Anyone who assumed that Donald Trump was not truly endangering the future not only of the Republican Party but the American Republic as well only needed to hear one exchange in last night’s Fox News Republican debate. If there ever was a moment to truly question whether Trump was committed to democracy it came in the midst of the discussion of U.S. national security policy. This was his response and approach to the following question:
…when you asked the U.S. military to carry out some of your campaign promises, specifically targeting terrorists' families, and also the use of interrogation methods more extreme than waterboarding, the military will refuse because they've been trained to turn down and refuse illegal orders. So what would you do, as commander-in-chief, if the U.S. military refused to carry out those orders?
He replied: “They won't refuse.
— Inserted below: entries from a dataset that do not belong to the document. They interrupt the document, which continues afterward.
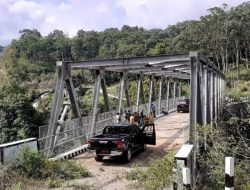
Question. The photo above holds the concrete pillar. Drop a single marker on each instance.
(95, 102)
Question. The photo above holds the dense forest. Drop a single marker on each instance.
(27, 65)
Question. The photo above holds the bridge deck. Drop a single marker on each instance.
(110, 174)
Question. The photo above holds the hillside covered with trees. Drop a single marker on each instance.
(27, 65)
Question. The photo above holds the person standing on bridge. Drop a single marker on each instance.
(152, 109)
(117, 118)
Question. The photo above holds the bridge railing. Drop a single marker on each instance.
(72, 132)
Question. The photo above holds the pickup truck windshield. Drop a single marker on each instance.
(116, 130)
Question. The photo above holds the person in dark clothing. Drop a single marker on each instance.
(128, 114)
(153, 109)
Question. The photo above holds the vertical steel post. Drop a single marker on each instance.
(150, 93)
(71, 90)
(174, 93)
(139, 83)
(167, 96)
(215, 97)
(126, 91)
(229, 173)
(211, 95)
(204, 95)
(160, 95)
(122, 75)
(95, 102)
(56, 108)
(104, 90)
(194, 63)
(179, 90)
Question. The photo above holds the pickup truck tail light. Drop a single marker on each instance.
(120, 144)
(89, 143)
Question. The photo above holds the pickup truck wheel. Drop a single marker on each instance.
(99, 158)
(127, 155)
(144, 147)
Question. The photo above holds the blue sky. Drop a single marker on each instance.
(72, 15)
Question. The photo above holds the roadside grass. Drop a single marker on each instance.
(157, 175)
(31, 169)
(238, 88)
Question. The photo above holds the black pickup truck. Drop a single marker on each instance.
(122, 141)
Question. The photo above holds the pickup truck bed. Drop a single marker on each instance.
(120, 141)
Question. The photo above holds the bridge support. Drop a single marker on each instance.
(126, 91)
(160, 95)
(204, 94)
(122, 79)
(64, 77)
(210, 96)
(174, 94)
(139, 91)
(95, 102)
(104, 90)
(150, 93)
(167, 95)
(179, 89)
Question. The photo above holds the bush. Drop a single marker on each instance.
(33, 165)
(157, 175)
(30, 163)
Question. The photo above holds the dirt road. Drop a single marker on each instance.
(109, 175)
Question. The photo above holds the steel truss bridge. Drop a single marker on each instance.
(206, 83)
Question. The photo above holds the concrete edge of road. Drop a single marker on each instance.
(72, 153)
(79, 150)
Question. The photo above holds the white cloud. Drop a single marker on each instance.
(26, 8)
(72, 15)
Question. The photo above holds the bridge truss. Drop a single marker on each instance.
(206, 81)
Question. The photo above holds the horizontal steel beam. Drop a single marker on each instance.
(129, 61)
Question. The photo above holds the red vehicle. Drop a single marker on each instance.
(183, 106)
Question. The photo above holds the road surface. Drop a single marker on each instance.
(110, 174)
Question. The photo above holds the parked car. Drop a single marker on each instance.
(183, 106)
(122, 141)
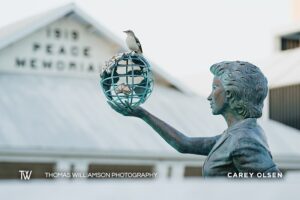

They're not going to refuse me. Believe me.”
Then Trump was challenged further by the questioner, “But they're illegal.” Trump replied after a bit of digression, “…I'm a leader. I'm a leader. I've always been a leader. I've never had any problem leading people. If I say do it, they're going to do it. That's what leadership is all about.”
The sooner the country understands that this is not the language of a democrat but of a fascist demagogue. If America is to remain a country governed by law than the citizens had better realize that candidates for the presidency need to comprehend this reality. The type of leadership proposed above by Donald Trump is not acceptable; not to Democrats, not to Republicans, not to any Americans.
The fact that so many Americans have become infatuated with Trump and have joined his movement is understandable. It also a very sad commentary on the state of political leadership in the United States; nevertheless there are options—in both parties. History has examples of what happens when a democracy opts for a leader who is caught up in the cult of personality and has no regard for the law.